The idea is natural. LLMs can do everything else. They write code, summarize documents, answer questions, generate images. Why not point them at a database and ask "which customers will churn?"
People have tried. Research teams at Google, Meta, and dozens of startups have spent the last two years exploring LLMs on tabular data. The results are consistent: LLMs underperform purpose-built approaches, often by a wide margin.
On the RelBench benchmark (7 databases, 30 tasks, 103 million rows), Llama 3.2 3B scored 68.06 AUROC on classification tasks. KumoRFM, a foundation model designed for relational data, scored 76.71 AUROC zero-shot. A supervised graph neural network scored 75.83. Even LightGBM with manual features was competitive at 62.44 once you account for the quality of features.
This is not a scaling problem. It is an architectural mismatch. Here is why.
serialization_example
| customer_id | revenue | plan | created_at | is_active |
|---|---|---|---|---|
| 48291 | $15,847.32 | Enterprise | 2024-03-15 | true |
| 72104 | $2,340.00 | Basic | 2025-01-08 | true |
| 55893 | $891.50 | Pro | 2024-11-22 | false |
An LLM sees this as: "48291 | $15,847.32 | Enterprise | 2024-03-15 | true". The number 15847.32 becomes tokens ["15", "847", ".", "32"]. The model cannot natively understand that $15,847 is close to $16,000 but far from $1.58.
architecture_mismatch
| property | text (LLM native) | tabular data (actual) | consequence |
|---|---|---|---|
| Order | Sequential (word order matters) | Unordered (row shuffle = same data) | LLM assigns meaning to row position |
| Types | Uniform tokens from vocabulary | Mixed: int, float, categorical, datetime | Numerical reasoning brittle on tokens |
| Scale | Context window: 128K-1M tokens | Enterprise table: 10M+ rows | LLM sees 0.005% of data |
| Patterns | Sequential dependencies | Statistical relationships across rows | Wrong optimization objective |
| Structure | Flat sequence | Multi-table with foreign keys | No native relational representation |
Five architectural mismatches between LLMs and tabular data.
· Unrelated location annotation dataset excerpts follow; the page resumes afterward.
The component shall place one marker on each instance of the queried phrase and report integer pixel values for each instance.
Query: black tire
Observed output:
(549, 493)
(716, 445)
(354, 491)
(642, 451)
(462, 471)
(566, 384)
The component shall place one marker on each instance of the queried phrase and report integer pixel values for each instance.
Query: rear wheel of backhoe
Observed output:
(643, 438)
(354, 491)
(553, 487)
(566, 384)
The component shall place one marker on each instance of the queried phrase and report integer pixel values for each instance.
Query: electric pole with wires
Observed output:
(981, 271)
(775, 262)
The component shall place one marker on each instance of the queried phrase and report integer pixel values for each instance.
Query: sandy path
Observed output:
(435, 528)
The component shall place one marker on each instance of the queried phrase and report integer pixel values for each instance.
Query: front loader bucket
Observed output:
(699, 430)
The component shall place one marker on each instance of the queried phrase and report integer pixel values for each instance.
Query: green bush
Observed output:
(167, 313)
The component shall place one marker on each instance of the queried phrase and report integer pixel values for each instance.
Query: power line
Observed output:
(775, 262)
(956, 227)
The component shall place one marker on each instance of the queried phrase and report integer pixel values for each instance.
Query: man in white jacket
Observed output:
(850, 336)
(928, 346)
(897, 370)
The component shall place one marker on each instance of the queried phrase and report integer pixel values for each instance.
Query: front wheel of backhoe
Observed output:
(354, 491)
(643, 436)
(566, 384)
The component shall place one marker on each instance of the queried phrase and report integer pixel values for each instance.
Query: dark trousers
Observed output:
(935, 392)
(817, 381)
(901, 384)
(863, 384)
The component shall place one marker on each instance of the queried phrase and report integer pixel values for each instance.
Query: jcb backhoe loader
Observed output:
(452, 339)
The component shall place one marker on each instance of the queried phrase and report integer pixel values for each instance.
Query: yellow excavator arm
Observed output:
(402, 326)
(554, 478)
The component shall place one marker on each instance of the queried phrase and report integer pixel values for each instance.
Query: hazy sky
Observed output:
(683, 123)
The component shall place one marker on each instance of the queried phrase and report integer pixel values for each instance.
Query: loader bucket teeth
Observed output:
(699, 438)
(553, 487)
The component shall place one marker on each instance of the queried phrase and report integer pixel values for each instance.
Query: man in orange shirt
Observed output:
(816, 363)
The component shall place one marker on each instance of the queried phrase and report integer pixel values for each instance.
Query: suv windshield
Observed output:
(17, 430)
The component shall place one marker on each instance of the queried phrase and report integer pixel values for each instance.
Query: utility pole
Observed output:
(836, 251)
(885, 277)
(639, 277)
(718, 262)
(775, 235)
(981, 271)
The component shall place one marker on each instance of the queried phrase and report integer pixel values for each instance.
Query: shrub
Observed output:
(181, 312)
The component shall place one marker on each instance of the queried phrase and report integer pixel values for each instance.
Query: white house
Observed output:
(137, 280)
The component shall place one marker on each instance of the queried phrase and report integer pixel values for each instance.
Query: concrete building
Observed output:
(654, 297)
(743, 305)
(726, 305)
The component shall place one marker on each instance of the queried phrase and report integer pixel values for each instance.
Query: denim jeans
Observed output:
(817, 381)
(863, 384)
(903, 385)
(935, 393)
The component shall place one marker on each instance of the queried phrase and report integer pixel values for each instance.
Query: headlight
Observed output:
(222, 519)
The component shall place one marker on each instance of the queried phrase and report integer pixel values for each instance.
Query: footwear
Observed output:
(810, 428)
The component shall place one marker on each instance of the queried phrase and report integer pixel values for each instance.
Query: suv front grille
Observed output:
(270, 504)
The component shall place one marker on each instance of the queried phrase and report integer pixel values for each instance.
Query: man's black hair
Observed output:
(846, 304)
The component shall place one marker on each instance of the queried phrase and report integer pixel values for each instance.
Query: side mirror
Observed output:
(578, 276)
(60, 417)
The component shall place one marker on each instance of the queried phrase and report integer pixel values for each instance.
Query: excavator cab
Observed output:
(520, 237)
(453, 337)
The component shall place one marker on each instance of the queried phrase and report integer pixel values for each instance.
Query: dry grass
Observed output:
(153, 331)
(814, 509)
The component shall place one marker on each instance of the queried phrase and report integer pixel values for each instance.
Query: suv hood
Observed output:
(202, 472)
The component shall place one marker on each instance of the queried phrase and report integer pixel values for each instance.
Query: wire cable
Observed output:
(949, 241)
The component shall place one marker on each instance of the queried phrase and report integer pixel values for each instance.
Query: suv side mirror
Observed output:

Each one independently degrades performance. Together, they explain the 8.65 AUROC gap between Llama 3.2 3B (68.06) and KumoRFM (76.71).
The training objective mismatch
LLMs are trained to predict the next token in a sequence. This objective is brilliant for language. Language is sequential, each word depends on the words before it, and the training signal is rich (every token provides a gradient).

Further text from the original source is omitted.